The New York Times, Washington Post, Wall Street Journal's world-wide newsbox, and Los Angeles Times all lead with a Senate committee approving a fairly liberal immigration-reform bill that mandates tighter border enforcement but would also give millions of illegal immigrants "guest worker" status and let them apply for citizenship down the road. President Bush has suggested he'll support the bill, unlike many Republicans. USA Todayteases the vote, instead leading with Zacarias Moussaoui taking the witness stand and promptly sinking his defense: Moussaoui told the court that—contrary to what he's insisted over the years—he was actually slated to take part in the 9/11 attacks and, along with shoe-bomber Richard Reid, was going to fly a jet into the White House.
The Senate is scheduled to begin debate on immigration reform today. But it's possible that the committee-endorsed bill won't ever get to a vote. That's because Majority Leader Bill Frist might throw a curveball and support a competing bill—similar to the one the House has already passed—that has plenty of crackdown provisions and none of the guest-worker goodies. The House version, unlike the bill endorsed by the Senate panel, would make it a crime for charitable groups to aid illegal workers.
Meanwhile anti-anti-immigration protests are still continuing: As the LAT fronts, about 25,000 kids in L.A. walked out of class.
A feature-y piece in Knight Ridder looks at the impact of emigration on Mexico's countryside, where town after town has been emptied of working-age men. In the state of Michoacan, "money sent home from the United States is 182 percent of in-state incomes."
Moussaoui mostly skipped his trademarked ranting and raving and gave prosecutors another helping hand when he said he lied to investigators before 9/11 because, as he put it, "I wanted my mission to go ahead." Prosecutors, whose case had been looking iffy, have argued that had Moussaoui spoken up when he was arrested, the government could have headed off 9/11. Moussaoui said he recognized almost all the hijackers from back when they all hung out in Afghanistan and said that while he was being held he even bought a radio in anticipation of the attacks.
But as only the LAT says up high, Moussaoui's claim to be in-the-know was, as the Times puts it, "seriously doubted by intelligence officials." It was also contradicted by the transcript testimony of captured 9/11 mastermind Khalid Sheik Mohammed, who said Moussaoui was basically batty and considered too unstable be included in the attacks (though on the list for a potential second wave). Mohammed said Moussaoui didn't know anything about the plans, and if he did they would have been changed after Moussaoui was arrested. As for Moussaoui's assertion that Richard Reid was supposed to join him on Sept. 11, the NYT points out that "previous investigations have provided no evidence" for that.
The LAT and NYT front Shiite leaders ripping into the U.S. for what Iraqis said was a raid on a mosque that killed at least 16 civilians, including Shiite politicians. As the WP emphasizes, the U.S. said it wasn't a mosque and was a "hugely successful" operation against a "terrorist cell." They also said the operation was led by Iraqi troops. Shiite politicians suspended negotiations for a new government and demanded a joint investigation. "I warn [the U.S.] that a battle with the calm giant Shiite means they are falling into a dangerous swamp," said a spokesman for the prime minister's party.

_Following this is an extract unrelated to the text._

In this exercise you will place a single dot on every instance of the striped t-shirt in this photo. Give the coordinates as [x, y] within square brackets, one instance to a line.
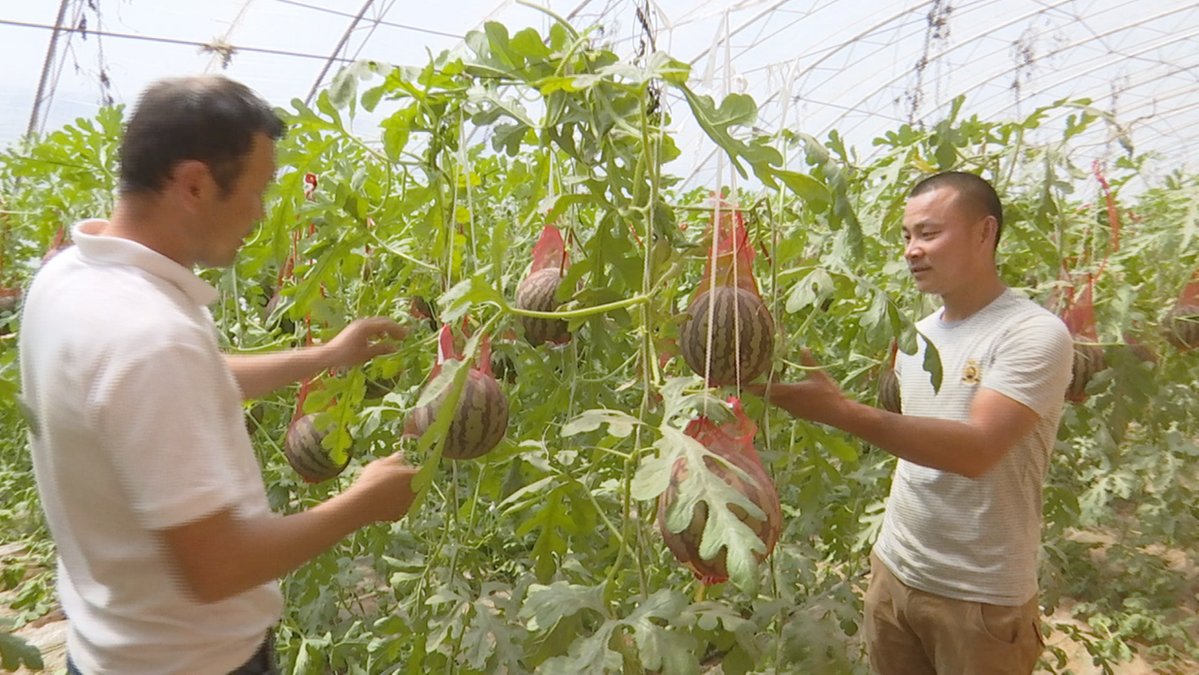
[977, 538]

Witnesses in the neighborhood say the men were civilians. "Some were shot in the head and others in the chest," one man told the LAT. "Some of the bodies were ripped open with knives." The Iraqi troops involved in the raid were from the Defense Ministry, which, as the LAT notes, is at least nominally controlled by a Sunni. According to a Pentagon press release, the unit involved was the 1st Iraqi Special Operations Forces Brigade. How about some background on those guys?
Meanwhile, a suicide bomber killed about 40 men at an army recruiting center in northern Iraq. The attack happened at a joint U.S.-Iraqi base, but no Americans were killed.
The papers go inside with congressional investigators smuggling some radioactive goodies across the border from Canada, enough to make two dirty bombs. The investigators purposely drove through border checkpoints that had radiation scanners, and, thankfully, were noticed by customs agents. Then they showed radiation licenses they had downloaded from the Internet. They were quickly waved on.